Three days later the Hindu left for his homeland, where he died some time later.
The young man, who had become a teacher, asked the emperor to let him go for two weeks for the purpose of seeking out teenagers to teach the art of warfare. He returned with thirty teenagers, three of whom were round orphans. One of them was very sickly, and the teacher often had to treat him.
This boy practiced with all together the general program, but paid special attention to breathing complexes. Complexes were very different from the exercises performed, they resembled the movements of animals, insects, birds, snakes and fish.
One morning the boys woke up to a noise. It was the rebellious townspeople coming to storm the palace. The boys joined the retreating band of warriors and left the city with them.
The emperor was not with them; he was retreating along a different road with another detachment. A few hours later, the detachment with the teenagers was attacked by the rebels, and during the battle, the boys scattered.
The orphan, after a long wander, reached the seashore, where he found a small hut and dwelt in it.
One day, after a storm, he came upon a fisherman lying unconscious on the seashore. The orphan carried him to the house, where he treated him. A month passed and the fisherman was back on his feet.

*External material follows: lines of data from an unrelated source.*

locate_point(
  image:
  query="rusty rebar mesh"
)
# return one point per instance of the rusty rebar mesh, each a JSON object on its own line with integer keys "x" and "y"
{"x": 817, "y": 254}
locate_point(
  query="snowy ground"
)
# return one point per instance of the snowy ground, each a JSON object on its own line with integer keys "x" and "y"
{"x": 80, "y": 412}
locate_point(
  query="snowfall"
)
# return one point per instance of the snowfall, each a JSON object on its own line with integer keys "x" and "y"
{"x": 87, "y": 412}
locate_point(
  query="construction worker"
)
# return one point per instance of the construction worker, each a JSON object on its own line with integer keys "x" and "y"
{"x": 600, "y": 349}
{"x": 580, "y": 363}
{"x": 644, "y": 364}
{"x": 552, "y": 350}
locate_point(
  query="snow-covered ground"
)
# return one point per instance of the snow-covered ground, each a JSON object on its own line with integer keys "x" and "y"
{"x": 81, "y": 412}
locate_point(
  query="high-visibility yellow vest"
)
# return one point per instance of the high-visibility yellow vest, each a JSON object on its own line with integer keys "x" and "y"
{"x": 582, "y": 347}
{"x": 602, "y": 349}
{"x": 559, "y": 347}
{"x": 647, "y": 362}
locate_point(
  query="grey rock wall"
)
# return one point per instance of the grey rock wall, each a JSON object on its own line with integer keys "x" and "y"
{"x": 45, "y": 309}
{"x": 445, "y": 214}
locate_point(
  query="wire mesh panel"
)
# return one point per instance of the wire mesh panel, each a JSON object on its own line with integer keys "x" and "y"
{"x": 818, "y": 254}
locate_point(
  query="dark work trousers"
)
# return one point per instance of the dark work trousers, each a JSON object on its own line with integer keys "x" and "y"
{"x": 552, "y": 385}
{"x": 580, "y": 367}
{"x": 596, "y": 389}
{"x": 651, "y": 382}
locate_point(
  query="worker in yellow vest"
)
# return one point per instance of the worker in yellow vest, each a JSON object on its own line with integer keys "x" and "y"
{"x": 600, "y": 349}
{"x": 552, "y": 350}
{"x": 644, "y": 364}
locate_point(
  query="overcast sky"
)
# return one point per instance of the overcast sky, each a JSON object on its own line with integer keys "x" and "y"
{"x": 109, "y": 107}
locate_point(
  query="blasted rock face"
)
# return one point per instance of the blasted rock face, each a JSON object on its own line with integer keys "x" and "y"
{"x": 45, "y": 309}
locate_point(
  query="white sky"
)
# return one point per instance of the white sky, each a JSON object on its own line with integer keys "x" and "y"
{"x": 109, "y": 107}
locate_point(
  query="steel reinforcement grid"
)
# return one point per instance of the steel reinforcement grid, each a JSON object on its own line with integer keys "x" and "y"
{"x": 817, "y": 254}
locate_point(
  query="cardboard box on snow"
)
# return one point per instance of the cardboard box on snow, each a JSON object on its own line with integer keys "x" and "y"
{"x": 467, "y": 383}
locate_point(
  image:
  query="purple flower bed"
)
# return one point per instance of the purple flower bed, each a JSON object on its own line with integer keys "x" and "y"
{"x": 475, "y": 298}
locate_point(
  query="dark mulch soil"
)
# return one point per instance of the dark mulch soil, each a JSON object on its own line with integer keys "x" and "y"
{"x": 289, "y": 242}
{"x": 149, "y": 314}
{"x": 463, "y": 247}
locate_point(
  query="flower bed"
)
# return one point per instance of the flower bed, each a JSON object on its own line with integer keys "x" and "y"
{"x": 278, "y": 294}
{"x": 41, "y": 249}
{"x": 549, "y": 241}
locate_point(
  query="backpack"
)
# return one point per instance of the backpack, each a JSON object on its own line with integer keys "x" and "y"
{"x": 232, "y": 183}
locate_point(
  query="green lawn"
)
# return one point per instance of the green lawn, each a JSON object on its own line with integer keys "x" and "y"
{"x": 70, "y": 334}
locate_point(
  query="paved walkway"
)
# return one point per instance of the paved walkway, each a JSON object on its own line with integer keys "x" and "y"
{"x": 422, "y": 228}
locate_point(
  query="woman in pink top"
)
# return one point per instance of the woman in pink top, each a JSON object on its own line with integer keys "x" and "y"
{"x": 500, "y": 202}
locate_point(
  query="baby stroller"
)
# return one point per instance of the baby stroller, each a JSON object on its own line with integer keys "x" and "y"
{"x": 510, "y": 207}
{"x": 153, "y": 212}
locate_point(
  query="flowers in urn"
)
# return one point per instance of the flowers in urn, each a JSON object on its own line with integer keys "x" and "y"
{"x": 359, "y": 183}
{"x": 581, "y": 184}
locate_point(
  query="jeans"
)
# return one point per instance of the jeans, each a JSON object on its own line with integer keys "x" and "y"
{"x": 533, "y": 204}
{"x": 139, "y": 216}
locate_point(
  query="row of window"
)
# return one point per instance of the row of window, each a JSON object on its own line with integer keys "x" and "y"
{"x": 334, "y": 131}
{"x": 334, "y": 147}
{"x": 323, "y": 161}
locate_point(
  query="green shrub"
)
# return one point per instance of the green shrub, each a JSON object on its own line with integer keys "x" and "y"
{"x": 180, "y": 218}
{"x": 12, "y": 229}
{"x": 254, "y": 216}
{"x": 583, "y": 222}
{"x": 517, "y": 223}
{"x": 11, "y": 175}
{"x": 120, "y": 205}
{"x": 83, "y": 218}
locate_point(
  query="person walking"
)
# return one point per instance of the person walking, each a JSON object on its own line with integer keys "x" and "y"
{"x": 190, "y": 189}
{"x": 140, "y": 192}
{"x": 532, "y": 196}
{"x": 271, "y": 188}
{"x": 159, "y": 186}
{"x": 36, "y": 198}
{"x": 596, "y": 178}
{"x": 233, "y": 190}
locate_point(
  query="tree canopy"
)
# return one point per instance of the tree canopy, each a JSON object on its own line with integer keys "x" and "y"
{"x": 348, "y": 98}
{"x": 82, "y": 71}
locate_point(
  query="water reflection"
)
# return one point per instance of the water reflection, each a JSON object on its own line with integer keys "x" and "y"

He sincerely thanked the orphan for saving him and went home. In the meantime, the orphan was constantly repeating the exercises the Master had shown him. The years passed.
The rebellion had long since been suppressed. The orphan grew up and settled in the outskirts of the capital, where he began to live the life of a simple peasant. The fisherman did not forget about him, and when his children grew up, he sent them to the orphan as apprentices.
After the suppression of the revolt, the imperial guard needed a teacher of martial arts. One of the boys who had studied under our young man became one of them. The young men became the founders of the basic styles of Vietnamese martial arts.
Coming to the capital, the orphan picked up sick children, treated them, and taught them his system of healing and martial arts.
After convalescence, the children, becoming adults and having mastered the orphan's arts, would go to other villages and towns, where they too would begin to heal people.
This is how the school spread throughout Vietnam. There are still herbalists who know all the secrets of the school.
During the time since its formation, the school has absorbed a large number of techniques from other schools. As it absorbed them, it recycled all the exercises and principles of training based on the art left behind by the orphan.